Musician & Composer

LySaundra is a Brooklyn-based musician and composer guided by the understanding that sound is memory, memory is water, and water finds its way through everything. With more than twenty years of study in violin and piano, she moves fluidly between classical, gospel, soul, blues, jazz, folk, and country, and composes music the way she believes all art should be made: to transform. Her music asks its listeners to feel something and then to let that feeling bring them closer to the people around them. If the music doesn't do that, she's not interested.

LySaundra has played violin and piano for nearly 25 years, having studied under Cathy Solsberg, Steven Smith, Anita Weinzierl, Natalia Bolshakova, and Paola Savvidou, each with distinct instruction that shaped her ear, discipline, and understanding of what music can hold.

That training lives in her compositions. It's the discipline underneath the feeling, the structure that makes space for something to breathe. Her classical training has always been in conversation with broader African American and African Diasporic musical canon. These traditions carry a different kind of knowing that inform everything from her compositional choices to the emotional weight she brings to a room.

LySaundra has performed church and sacred music as a vocalist, pianist, and violinist in Missouri, Nashville, TN, Washington, D.C., and New York City. 

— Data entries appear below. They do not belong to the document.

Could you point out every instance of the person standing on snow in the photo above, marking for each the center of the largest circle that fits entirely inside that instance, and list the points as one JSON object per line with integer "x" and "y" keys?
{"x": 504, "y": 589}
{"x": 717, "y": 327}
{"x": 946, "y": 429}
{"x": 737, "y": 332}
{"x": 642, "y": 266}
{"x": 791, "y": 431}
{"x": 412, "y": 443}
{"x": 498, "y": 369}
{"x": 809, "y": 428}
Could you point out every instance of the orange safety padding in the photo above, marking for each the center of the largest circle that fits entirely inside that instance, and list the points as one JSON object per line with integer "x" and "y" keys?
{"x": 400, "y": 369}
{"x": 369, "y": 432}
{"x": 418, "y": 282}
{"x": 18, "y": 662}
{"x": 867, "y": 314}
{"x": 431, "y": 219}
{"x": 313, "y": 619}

She was commissioned to compose and perform two original pieces for violin for Jodie Lyn-Kee-Chow's 2025 production of Junkanooacome, in partnership with KODA House at Governor's Island. Previous performances include: Brooklyn Conservatory of Music Jazz Lab, The Makers Space, W.O. Smith School of Music Faculty Orchestra, Tennessee Coalition to End Domestic and Sexual Violence 2014 Gala, SCULT Magazine Release Party, and the Kauffman Center for the Performing Arts’ Groundbreaking Ceremony.

Along with musical theatre compositions, she is currently working on an EP and adaptation of her creative writing journal The Write In. These compositions are a vulnerable exploration of what it looks like when private practices of healing and self-knowledge become something shared and held in community.